Question

我正在尝试使用 Nutch 2.3 与 HBase 0.94.14 抓取整个特定网站（忽略外部链接）。

我已经按照一步一步的教程（可以找到它here）来了解如何设置和使用这些工具。但是，我未能实现我的目标。 Nutch仅在第一轮中检索该基本URL，而不是抓取我在seed.txt文件中写入其URL的整个网站。我需要进一步抓取以便Nutch检索更多的URL。

问题是我不知道为了抓取整个网站需要多少回合，所以我需要一种方法告诉Nutch“继续爬行直到整个网站被抓取”（换句话说，“在一轮中抓取整个网站“）。

以下是我到目前为止所遵循的关键步骤和设置：

将基本网址放在 seed.txt 文件中。

http://www.whads.com/

设置Nutch的 nutch-site.xml 配置文件。
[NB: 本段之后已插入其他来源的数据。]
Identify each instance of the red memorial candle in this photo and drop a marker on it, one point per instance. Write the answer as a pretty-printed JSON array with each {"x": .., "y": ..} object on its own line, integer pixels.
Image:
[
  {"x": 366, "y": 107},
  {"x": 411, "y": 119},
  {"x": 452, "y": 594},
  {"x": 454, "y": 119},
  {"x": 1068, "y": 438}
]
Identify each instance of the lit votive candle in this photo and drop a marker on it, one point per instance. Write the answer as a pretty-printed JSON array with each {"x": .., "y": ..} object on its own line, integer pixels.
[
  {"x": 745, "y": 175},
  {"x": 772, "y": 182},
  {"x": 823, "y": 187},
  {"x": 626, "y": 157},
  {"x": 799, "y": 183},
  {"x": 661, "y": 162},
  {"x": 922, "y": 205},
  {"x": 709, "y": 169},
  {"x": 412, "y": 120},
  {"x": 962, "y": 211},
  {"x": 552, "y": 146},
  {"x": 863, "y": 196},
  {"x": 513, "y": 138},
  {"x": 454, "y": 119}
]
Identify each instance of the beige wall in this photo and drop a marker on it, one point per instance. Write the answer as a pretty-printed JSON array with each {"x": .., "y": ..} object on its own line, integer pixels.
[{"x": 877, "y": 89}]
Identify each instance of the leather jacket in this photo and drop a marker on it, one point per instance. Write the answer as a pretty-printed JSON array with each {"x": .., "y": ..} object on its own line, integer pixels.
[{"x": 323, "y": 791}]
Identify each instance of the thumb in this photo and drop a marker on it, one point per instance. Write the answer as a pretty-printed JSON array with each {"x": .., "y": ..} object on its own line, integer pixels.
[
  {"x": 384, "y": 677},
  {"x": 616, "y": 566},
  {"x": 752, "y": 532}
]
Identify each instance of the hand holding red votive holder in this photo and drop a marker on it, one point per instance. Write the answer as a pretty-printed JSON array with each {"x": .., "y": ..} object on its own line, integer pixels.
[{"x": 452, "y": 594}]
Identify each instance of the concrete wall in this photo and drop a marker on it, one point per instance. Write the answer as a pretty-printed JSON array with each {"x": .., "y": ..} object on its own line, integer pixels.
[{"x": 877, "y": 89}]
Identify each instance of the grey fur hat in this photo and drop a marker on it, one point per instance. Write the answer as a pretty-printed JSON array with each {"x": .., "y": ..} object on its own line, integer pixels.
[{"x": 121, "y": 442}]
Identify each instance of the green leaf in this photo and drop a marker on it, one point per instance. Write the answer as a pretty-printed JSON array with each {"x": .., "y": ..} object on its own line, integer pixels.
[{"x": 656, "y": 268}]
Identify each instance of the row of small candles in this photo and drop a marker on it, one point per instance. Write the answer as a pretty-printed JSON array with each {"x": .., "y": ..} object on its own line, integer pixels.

完成本教程后，我根据其他StackOverflow问题的建议添加了一些属性（但是，它们都没有解决我的问题）。

<?xml version="1.0"?>
<?xml-stylesheet type="text/xsl" href="configuration.xsl"?>

<!-- Put site-specific property overrides in this file. -->
<configuration>
        <property>
            <name>http.agent.name</name>
            <value>test-crawler</value>
        </property>
        <property>
            <name>storage.data.store.class</name>
            <value>org.apache.gora.hbase.store.HBaseStore</value>
        </property>
        <property>
            <name>plugin.includes</name>
            <value>protocol-httpclient|urlfilter-regex|index-(basic|more)|query-(basic|site|url|lang)|indexer-solr|nutch-extensionpoints|protocol-httpclient|urlfilter-regex|parse-(text|html|msexcel|msword|mspowerpoint|pdf)|summary-basic|scoring-opic|urlnormalizer-(pass|regex|basic)protocol-http|urlfilter-regex|parse-(html|tika|metatags)|index-(basic|anchor|more|metadata)</value>
        </property>
        <property>
            <name>db.ignore.external.links</name>
            <value>true</value>
        </property>
        <property>
            <name>db.ignore.internal.links</name>
            <value>false</value>
        </property>
        <property>
            <name>fetcher.max.crawl.delay</name>
            <value>-1</value>
        </property>
        <property>
            <name>fetcher.threads.per.queue</name>
            <value>50</value>
            <description></description>
        </property>
        <property> 
            <name>generate.count.mode</name> 
            <value>host</value>
        </property>
        <property> 
            <name>generate.max.count</name> 
            <value>-1</value>
        </property>
</configuration>

根据有关StackOverflow和Nutch邮件列表的建议，在Nutch的 regex-urlfilter.txt 配置文件中添加了“接受任何其他”规则。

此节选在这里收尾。